Los ciudadanos admiran en ocasiones las decisiones que adoptan los dirigentes que nos gobiernan, porque piensan en los beneficios que les reportarán. Todo lo que repercute en el bienestar general y en las personales expectativas de futuro suscita el aplauso agradecido, sobre todo si nos convencemos de que ha sido fruto de una reflexión tranquila, de un análisis bien estudiado y de un consenso con la oposición. No es fácil lograrlo y menos lo último, porque esta sólo piensa en llevar la contraria: si las decisiones son malas, porque lo son; si son buenas, porque no se les ocurrió a ellos.
Pero, por encima de los brillantes proyectos y de las leyes inexcusables, se hallan los servicios públicos, los que están enraizados en la vida cotidiana del personal y cuyo buen funcionamiento facilita el bienestar de individuos y familias. O les perjudica sensiblemente cuando el olvido o la falta de una autoridad competente provoca el deterioro. Entonces nos sentimos desamparados en lo que consideramos imprescindible, máxime cuando nadie se hace responsable, como si aquello tan necesario para la mayoría no tuviera importancia. En todos los casos la tiene, y mucha.

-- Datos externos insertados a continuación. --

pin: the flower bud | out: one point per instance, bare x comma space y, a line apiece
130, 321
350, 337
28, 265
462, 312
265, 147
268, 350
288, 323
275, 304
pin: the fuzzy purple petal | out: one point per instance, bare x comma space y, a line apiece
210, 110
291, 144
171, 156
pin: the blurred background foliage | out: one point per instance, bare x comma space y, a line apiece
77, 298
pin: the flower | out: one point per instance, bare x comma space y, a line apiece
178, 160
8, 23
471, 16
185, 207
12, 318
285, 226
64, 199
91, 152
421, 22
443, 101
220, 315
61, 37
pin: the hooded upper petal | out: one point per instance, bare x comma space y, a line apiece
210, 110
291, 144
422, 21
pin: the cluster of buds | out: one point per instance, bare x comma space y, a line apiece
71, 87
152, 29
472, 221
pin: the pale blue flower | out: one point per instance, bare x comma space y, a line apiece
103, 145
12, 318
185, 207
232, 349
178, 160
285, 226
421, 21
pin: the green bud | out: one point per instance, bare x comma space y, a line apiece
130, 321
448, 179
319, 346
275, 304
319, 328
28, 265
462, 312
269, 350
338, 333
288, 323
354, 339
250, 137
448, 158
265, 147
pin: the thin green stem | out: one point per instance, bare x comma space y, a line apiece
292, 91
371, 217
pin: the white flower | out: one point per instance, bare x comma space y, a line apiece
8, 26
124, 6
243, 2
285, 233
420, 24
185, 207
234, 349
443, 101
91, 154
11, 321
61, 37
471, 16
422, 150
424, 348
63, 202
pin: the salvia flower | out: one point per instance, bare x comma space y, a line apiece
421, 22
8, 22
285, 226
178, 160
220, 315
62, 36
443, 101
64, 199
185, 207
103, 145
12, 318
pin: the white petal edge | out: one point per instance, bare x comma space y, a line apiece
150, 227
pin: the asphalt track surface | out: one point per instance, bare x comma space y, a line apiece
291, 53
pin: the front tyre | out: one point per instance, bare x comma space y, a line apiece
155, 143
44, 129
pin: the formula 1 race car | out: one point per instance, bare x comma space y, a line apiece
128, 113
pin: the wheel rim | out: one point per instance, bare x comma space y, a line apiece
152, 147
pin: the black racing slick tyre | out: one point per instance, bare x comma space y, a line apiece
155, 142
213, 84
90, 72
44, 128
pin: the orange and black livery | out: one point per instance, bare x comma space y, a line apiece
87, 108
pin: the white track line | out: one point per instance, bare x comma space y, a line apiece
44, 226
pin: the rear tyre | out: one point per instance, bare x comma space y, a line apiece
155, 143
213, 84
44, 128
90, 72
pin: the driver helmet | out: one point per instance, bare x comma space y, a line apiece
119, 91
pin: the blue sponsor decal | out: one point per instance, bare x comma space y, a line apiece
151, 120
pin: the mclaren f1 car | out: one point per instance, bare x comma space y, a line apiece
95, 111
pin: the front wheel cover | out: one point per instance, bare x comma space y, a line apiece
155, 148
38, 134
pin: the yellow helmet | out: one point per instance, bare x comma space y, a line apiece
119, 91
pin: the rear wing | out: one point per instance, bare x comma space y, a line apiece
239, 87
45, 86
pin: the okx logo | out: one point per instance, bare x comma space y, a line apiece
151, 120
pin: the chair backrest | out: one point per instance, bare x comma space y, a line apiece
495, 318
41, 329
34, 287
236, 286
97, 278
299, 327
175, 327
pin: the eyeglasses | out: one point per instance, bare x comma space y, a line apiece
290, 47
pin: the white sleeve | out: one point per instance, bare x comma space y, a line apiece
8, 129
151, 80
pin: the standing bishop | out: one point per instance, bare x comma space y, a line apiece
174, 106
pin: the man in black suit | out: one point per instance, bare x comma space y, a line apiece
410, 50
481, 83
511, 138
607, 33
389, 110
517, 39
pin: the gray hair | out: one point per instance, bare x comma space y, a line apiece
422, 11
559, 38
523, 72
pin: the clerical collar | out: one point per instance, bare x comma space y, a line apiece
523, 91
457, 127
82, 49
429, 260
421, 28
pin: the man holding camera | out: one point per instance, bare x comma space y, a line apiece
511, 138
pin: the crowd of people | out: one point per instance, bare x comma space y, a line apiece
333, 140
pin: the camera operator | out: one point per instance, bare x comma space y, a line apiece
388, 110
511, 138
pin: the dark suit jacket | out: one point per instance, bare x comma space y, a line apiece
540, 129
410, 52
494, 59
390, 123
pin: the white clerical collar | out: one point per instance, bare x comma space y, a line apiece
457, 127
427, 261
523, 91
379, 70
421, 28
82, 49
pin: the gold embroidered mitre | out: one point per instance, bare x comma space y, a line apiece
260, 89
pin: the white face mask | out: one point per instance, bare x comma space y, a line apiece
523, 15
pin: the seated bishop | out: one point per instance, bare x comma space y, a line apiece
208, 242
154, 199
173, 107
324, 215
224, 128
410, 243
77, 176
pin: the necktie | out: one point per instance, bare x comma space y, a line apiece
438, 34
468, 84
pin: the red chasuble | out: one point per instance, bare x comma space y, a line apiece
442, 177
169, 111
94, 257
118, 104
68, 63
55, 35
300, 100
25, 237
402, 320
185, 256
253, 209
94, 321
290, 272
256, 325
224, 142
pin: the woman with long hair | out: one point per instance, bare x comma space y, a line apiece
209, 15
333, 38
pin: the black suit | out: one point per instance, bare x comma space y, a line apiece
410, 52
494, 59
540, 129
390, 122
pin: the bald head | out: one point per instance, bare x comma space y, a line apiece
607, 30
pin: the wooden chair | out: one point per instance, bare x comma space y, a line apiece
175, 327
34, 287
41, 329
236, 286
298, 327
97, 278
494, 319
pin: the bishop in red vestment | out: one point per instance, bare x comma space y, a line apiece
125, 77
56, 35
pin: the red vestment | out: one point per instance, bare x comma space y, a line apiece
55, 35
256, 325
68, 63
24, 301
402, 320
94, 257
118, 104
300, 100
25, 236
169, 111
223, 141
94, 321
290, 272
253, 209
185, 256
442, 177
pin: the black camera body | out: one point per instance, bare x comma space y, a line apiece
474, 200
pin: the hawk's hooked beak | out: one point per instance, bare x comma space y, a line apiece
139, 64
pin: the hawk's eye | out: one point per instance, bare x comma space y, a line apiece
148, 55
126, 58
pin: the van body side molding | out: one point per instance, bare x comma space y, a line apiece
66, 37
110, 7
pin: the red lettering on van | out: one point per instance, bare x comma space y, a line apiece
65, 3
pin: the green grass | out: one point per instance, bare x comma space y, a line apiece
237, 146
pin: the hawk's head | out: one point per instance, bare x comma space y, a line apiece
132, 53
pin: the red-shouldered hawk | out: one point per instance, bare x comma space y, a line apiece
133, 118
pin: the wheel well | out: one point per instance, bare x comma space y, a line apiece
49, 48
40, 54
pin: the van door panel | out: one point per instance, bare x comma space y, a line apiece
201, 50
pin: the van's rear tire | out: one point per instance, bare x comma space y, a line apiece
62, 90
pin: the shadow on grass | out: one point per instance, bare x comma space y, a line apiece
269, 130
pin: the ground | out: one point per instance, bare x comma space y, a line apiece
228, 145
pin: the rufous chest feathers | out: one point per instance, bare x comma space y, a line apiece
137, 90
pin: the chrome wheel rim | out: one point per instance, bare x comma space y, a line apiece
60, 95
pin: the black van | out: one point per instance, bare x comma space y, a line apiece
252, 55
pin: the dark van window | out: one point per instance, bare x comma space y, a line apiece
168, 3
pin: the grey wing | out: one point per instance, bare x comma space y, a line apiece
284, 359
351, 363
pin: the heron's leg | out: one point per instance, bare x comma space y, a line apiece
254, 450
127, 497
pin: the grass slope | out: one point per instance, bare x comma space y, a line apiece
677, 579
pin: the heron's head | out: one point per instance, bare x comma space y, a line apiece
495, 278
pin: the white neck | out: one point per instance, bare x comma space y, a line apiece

Le corresponde al Estado velar por la buena marcha del transporte ferroviario; sin embargo, estamos asistiendo a una funesta racha de contratiempos que los usuarios deben de soportar con excesiva frecuencia, sin que las explicaciones ofrecidas sean convincentes. La gota que ha colmado el vaso han sido el descontrol de las «Rodalies» barcelonesas y el trágico accidente en la alta velocidad con el corolario de 45 fallecidos y 126 heridos. Son palabras mayores. Sabiendo las consecuencias nefastas que pueden derivarse de un deficiente cuidado tanto de las vías férreas como de las carreteras, y de las condiciones en que se desarrolla el transporte aéreo, no deberían escatimarse medios para evitar los graves o menudos percances que con excesiva asiduidad se producen. En gran medida es cuestión de una inversión constante para afianzar las estructuras, pero cunde la sospecha de que el dinero se escurre de las manos para ir a bolsillos que no justifican tales dispendios.
El enfado de las familias partidas o abandonadas es lógico, y si el eco ha resonado con tanto estrépito es porque se ha producido con un volumen de afectados a todas luces desorbitado. Tendría la misma resonancia si en las carreteras se produjera de repente un estampido de esa naturaleza, pero no, lo que nos encontramos es un goteo continuo que ya no llama la atención. ¿Cuántos de estos accidentes mortales con los vehículos son debidos al mal estado en que se encuentran determinados tramos de las vías? Nunca lo sabremos, porque no es fácil atribuirlos a un móvil de esta naturaleza, pero todos somos conscientes de que una indagación depurada de las causas últimas que provocan ciertos percances daría la razón a quienes claman una y otra vez que se deberían atender los desperfectos y los malos trazados, todo lo cual tiene unos responsables, aunque se escondan y solapen.
Habrá quien nos diga que es imposible atender a todos los daños y averías y podríamos responderle que es cierto, pero al menos tiene que quedar patente que se ha intentado, que se han puesto todos los medios para que no ocurran las desgracias. No se trata de tapar baches en las carreteras y de agujeros en las calles el mismo día en que se produzcan, pero cuando llevan años, qué podemos pensar. Desde luego, andar recortando presupuestos para estos fines no es precisamente una demostración de palpable voluntad en la búsqueda de soluciones.